Gone are the days when Indian companies raised funds through overseas equity offerings. There are two ways in which a company can garner funds from an overseas capital market. The equity route involves issuing American depository receipts (ADRs)/global depository receipts (GDRs). The second is the debt route in which foreign currency convertible bonds are issued by the company.
“In the 1990s and early 2000s, many Indian companies, especially those belonging to new sectors such as information technology, opted for ADR/GDR route with an objective to get better valuation for the shares of companies and access to global investors. But in the past few years, there has been a steep decline,” said Pranav Haldea, managing director at Prime Database.

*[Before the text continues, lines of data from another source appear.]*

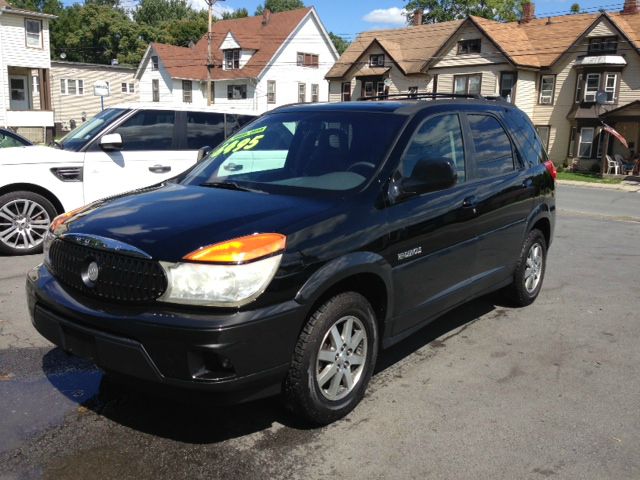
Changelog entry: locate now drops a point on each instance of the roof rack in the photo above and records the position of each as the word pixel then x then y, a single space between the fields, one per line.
pixel 431 96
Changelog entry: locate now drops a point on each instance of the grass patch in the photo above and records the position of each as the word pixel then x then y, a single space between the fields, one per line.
pixel 587 177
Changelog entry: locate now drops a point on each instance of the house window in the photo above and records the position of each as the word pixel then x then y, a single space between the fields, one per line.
pixel 547 88
pixel 579 87
pixel 585 145
pixel 236 92
pixel 591 87
pixel 600 45
pixel 543 133
pixel 187 91
pixel 155 90
pixel 376 60
pixel 70 86
pixel 346 91
pixel 271 91
pixel 33 33
pixel 467 84
pixel 302 92
pixel 469 46
pixel 610 83
pixel 232 59
pixel 508 86
pixel 307 60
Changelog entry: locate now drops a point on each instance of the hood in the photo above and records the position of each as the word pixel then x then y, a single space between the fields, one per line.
pixel 37 154
pixel 172 220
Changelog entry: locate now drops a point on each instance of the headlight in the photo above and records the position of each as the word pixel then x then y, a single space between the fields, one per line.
pixel 228 274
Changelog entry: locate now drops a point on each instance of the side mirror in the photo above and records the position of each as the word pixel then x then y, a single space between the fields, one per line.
pixel 203 152
pixel 429 175
pixel 111 142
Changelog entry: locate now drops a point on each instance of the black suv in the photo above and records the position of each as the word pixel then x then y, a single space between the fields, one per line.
pixel 301 246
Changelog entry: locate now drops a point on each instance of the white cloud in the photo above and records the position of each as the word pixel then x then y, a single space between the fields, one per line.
pixel 218 8
pixel 386 16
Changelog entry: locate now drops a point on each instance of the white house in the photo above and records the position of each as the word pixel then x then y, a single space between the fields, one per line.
pixel 25 86
pixel 257 64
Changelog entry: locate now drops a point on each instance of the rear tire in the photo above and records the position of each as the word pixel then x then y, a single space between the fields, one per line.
pixel 333 360
pixel 529 273
pixel 25 217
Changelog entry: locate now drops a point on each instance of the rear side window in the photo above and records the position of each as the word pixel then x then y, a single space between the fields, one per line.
pixel 148 130
pixel 494 155
pixel 204 129
pixel 437 137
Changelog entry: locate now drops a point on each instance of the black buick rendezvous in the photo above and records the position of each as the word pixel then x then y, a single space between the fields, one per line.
pixel 297 249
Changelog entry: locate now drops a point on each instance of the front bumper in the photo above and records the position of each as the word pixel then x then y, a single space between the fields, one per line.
pixel 240 354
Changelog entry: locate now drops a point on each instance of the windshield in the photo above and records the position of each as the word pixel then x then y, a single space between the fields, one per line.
pixel 78 137
pixel 325 151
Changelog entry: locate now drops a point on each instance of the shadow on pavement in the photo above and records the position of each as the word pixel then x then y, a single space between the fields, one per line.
pixel 192 416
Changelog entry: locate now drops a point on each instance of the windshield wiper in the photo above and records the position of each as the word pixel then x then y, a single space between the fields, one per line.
pixel 231 186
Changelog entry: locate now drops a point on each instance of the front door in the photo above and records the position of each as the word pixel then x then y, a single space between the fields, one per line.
pixel 432 239
pixel 149 155
pixel 19 86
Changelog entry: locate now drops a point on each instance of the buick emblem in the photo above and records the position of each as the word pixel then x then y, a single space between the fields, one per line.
pixel 90 275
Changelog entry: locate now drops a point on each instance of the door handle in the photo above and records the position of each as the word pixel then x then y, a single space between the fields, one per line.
pixel 232 167
pixel 160 169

In fact in the year ended 31 March, not a single Indian company opted for equity offerings; on the other hand, 29 firms raised Rs60,534 crore by selling bonds overseas, shows data from Prime Database. While the latter is thriving due to interest rate arbitrage making it a cheaper source of funding for firms, the former has significantly dwindled from its peak.
According to some market analysts and tax experts, a slew of factors have contributed to the change in the scenario for fundraising.
First and foremost is the development of the domestic qualified institutional placement (QIP) market, which is a more convenient and cheaper method for both the issuer and investor; also one has been seeing lot of foreign participation there. In fiscal year 2017, 22 companies mobilized Rs13,871 crore, a minor drop from Rs14,358 crore raised in the previous year. The largest QIP of FY17 was from Yes Bank Ltd, which raised Rs4,907 crore, accounting for 35% of the total QIP amount.
The next key factor is the movement in the rupee. “ADR/GDR route was popular at the time when the rupee was weaker and investors were more confident of investing in dollar or pound/euro-denominated instruments. But now the scenario has changed. The rupee has been stable or has strengthened over the past few years,” said Deepak Jasani, head (retail research) at HDFC Securities Ltd.
From the taxation perspective too, it has become an unattractive option.
“As per the guidelines proposed in 2015, conversion of ADRs/GDRs into equity may attract capital gains tax, which was not the case earlier. It should also be noted that in 2011, changes were announced to the Takeover Code which states that an investor may acquire as much as 25% in an Indian company without triggering an open offer; since an investor cannot directly acquire 24.99% in a company, the demand for GDRs, which were used to acquire shares in excess of 15%, has reduced. After the GDR debacle of Pan Asia Advisors Ltd in 2015, authorities became more vigilant and stringent,” said Sangeeta Lakhi, senior partner at law firm Rajani Associates.
“The alleged need for round tripping by some promoters through ADR/GDR issues is also on the wane with the crackdown on black money globally. So, these are some factors which have led to companies refraining from taking the ADR/GDR route lately,” added Jasani of HDFC Securities.
In September 2013, the government allowed unlisted Indian companies to list abroad without having to do an initial public offering in India. However, the move failed to get the desired response due to lack of clarity on the taxation treatment, said tax experts.
Currently, 179 Indian companies are listed abroad through ADRs/GDRs. The most recent example is that of Hinduja Foundries Ltd, which raised $59.94 million via this route in March 2016. The dry spell is likely to continue given the aforementioned factors and it is unlikely for overseas equity offerings to regain the popularity they once had.